Air traffic control body in Germany

Deutsche Flugsicherung (/de/, lit. 'German air traffic control', abbr. DFS) is the company in charge of air traffic control for Germany. It is a company organized under private law and 100% owned by the Federal Republic of Germany. Since January 1993, DFS has been controlling air traffic in Germany. In Germany, military and civil air traffic controllers work side by side. Since 1994, DFS has been responsible for the handling of both civil and military air traffic in peacetime. Only military aerodromes are exempted from this integration.

== History ==
DFS was formed by the Bundesanstalt für Flugsicherung (BFS). The BFS was established in 1953 and closed in January 1993. Previously, DFS was founded as a private GmbH.

== Running costs and fees ==
DFS's running costs are covered by applicable route charges ("Flugsicherungsgebühren", collected by Eurocontrol for its 37 participating member states) and by approach and departure fees (determination by the BMVI by ordinance and collected directly by DFS)

According to the Gesellschaftsvertrag, DFS is a not-for-profit company. Any surpluses generated must also be repaid in accordance with the internationally accepted principles for the collection of air navigation charges to airspace users.

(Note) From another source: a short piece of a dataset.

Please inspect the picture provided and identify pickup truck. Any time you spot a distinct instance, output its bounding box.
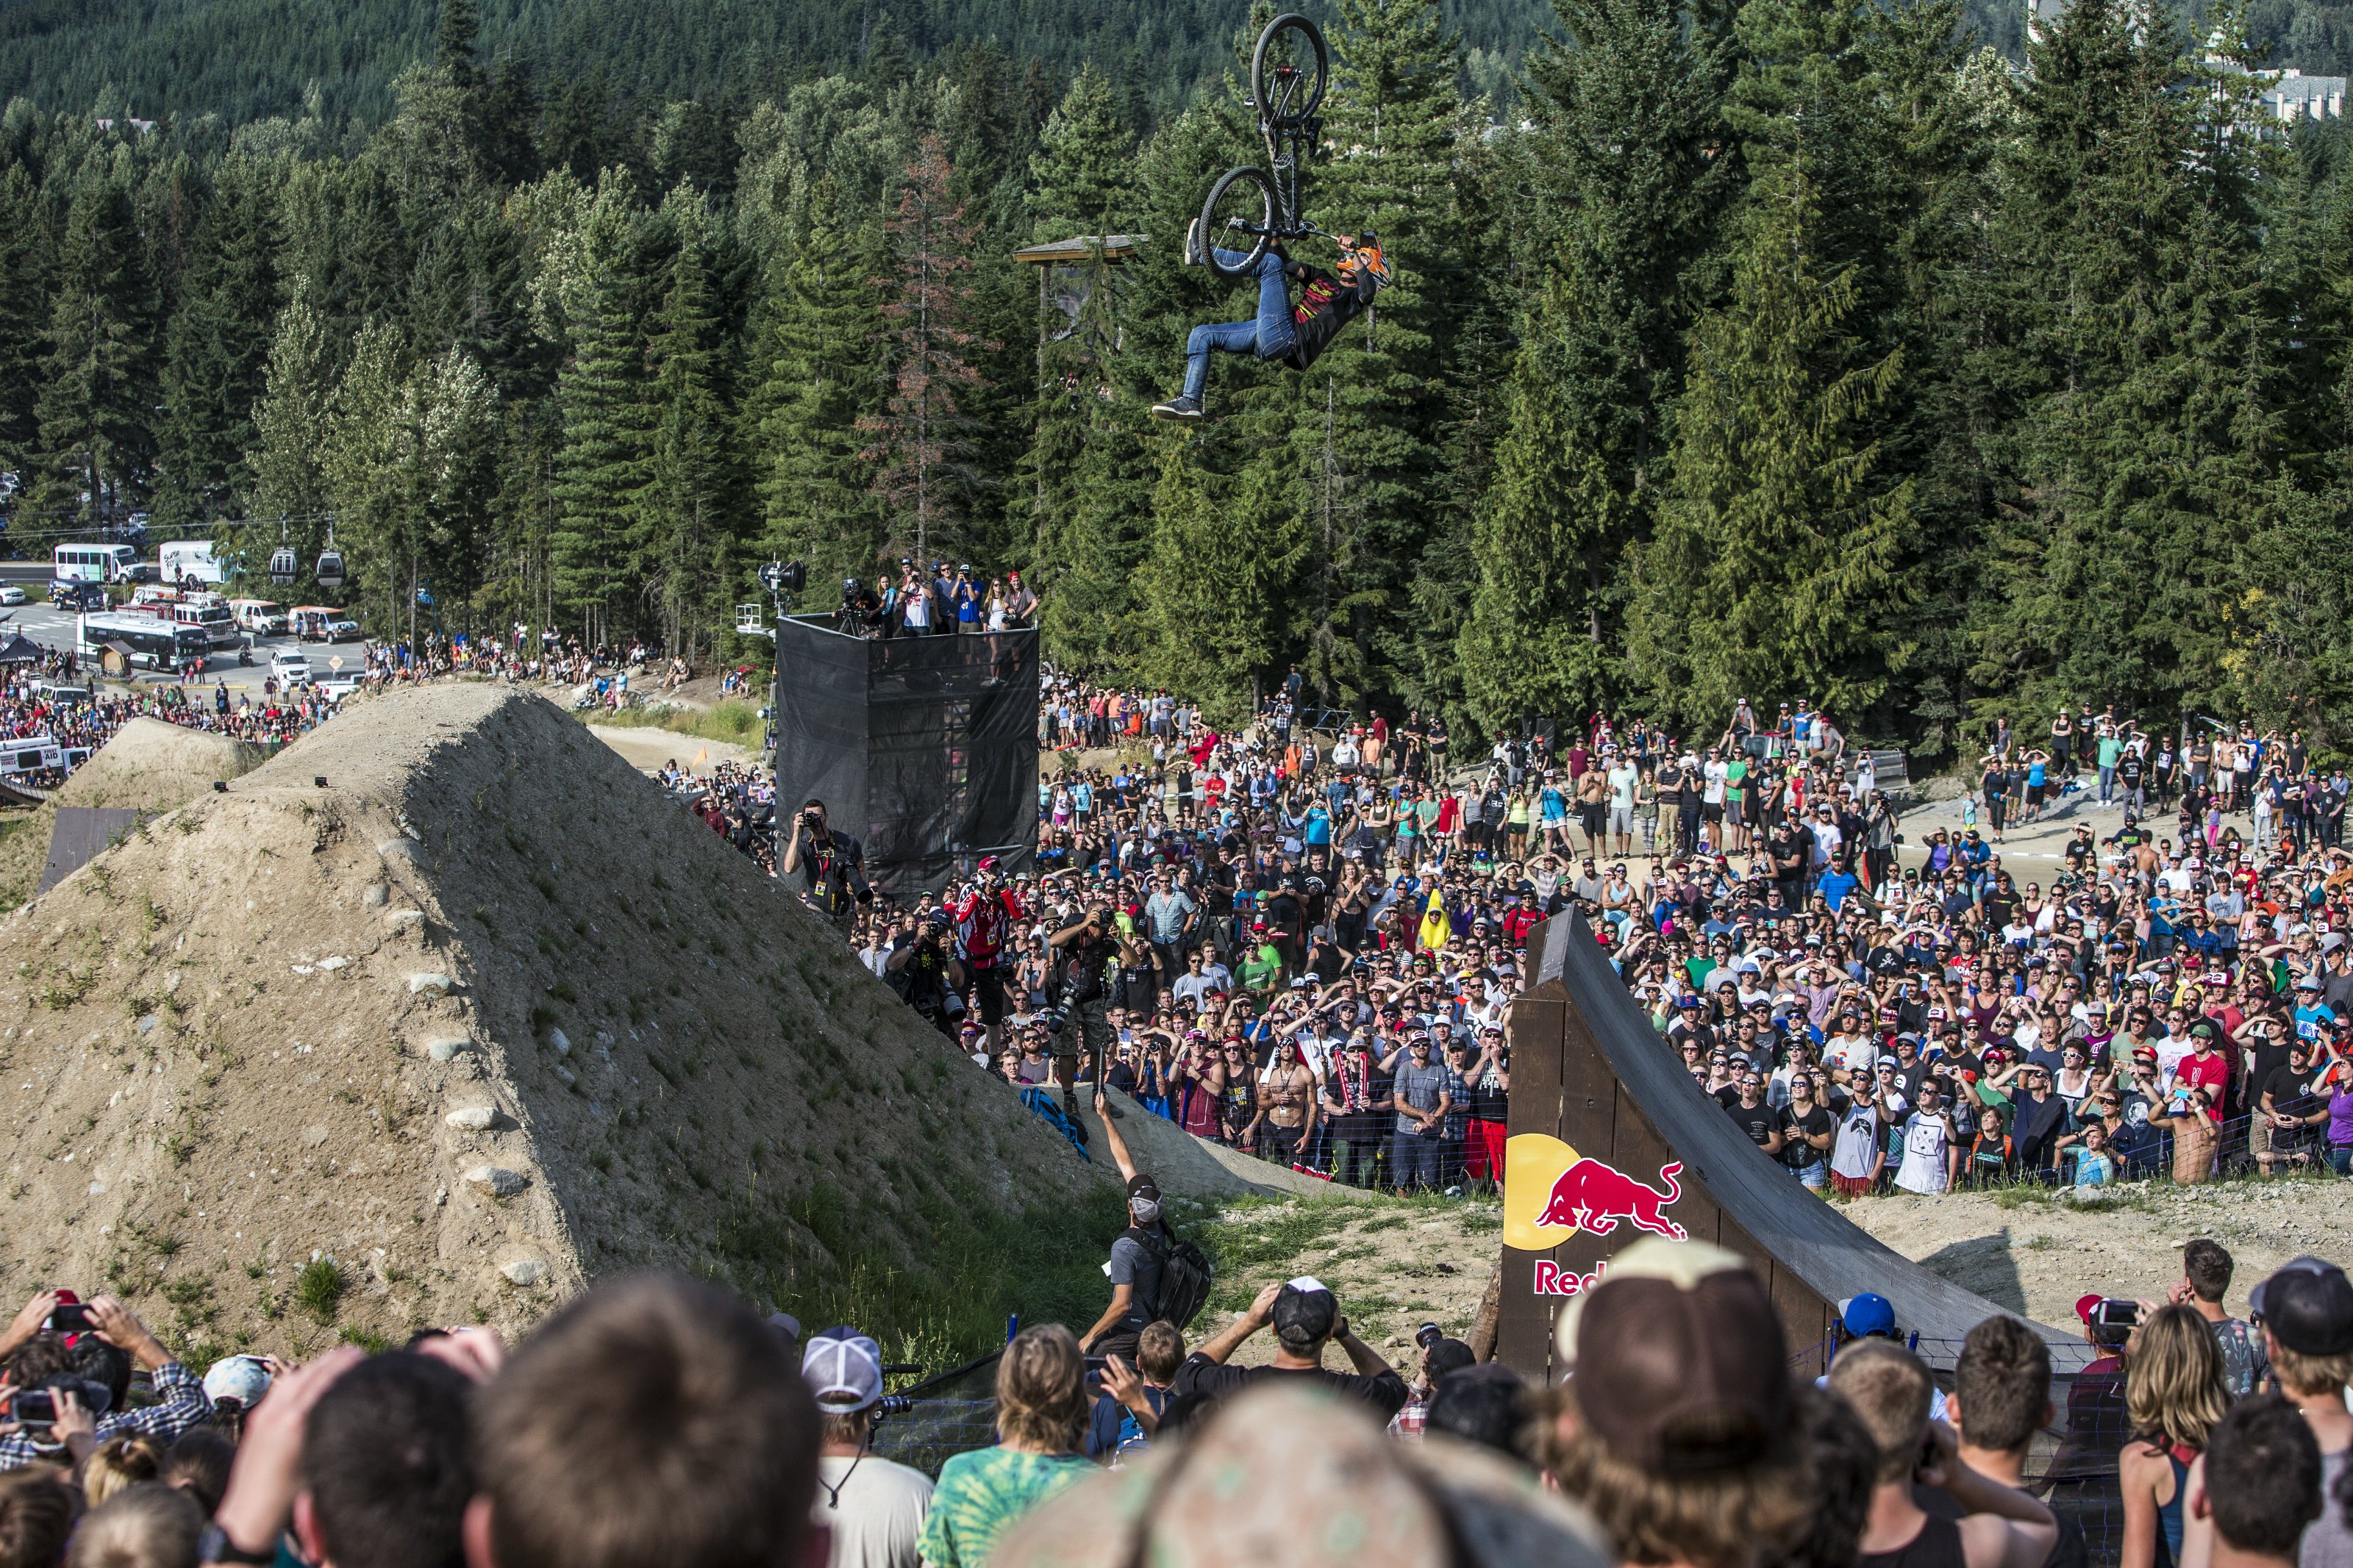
[269,650,312,686]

== Area control centers ==
DFS operates four area control centers located in:
- Bremen
- Langen, Hesse (HQ)
- Karlsruhe
- Munich

== Towers ==
DFS operates the air navigation services on behalf and at its own expense, as defined by the BMVI at the following airports:
- Berlin-Brandenburg – EDDB
- Bremen – EDDW
- Dresden – EDDC
- Düsseldorf – EDDL
- Erfurt – EDDE
- Frankfurt – EDDF
- Hamburg – EDDH
- Hanover – EDDV
- Cologne / Bonn – EDDK
- Leipzig / Halle – EDDP
- Munich – EDDM
- Munster / Osnabrück – EDDG
- Nuremberg – EDDN
- Saarbrücken – EDDR
- Stuttgart – EDDS

== Subsidiaries ==
The subsidiary DFS Aviation Services GmbH provides air navigations services at the following regional airports of Germany:
- Dortmund
- Niederrhein-Weeze
- Karlsruhe/Baden-Baden
- Memmingen
- Mönchengladbach
- Paderborn-Lippstadt
- Lahr
- Friedrichshafen
- Magdeburg-Cochstedt
- Braunschweig-Wolfsburg,
- Emden via Remote Tower Center at Braunschweig-Wolfsburg airport

DFS Aviation Services GmbH has the following own subsidiaries:

- DFS Aviation Services Bahrain: Air Traffic Services in Bahrain
- FREQUENTIS DFS AEROSENSE: Joint Venture with FREQUENTIS for the marketing of Remote Tower Systems
- Air Navigation Solutions: Air Traffic Services at Edinburgh Airport
- DFS Aviation Services Lima: Apron control at Lima airport
- DFS Aviation Services Singapore: Consulting services in South East Asia
- DFS Aviation Services Beijing: Consulting services in China

== Trivia ==
The DFS develops and uses Linux based Software for their purpose.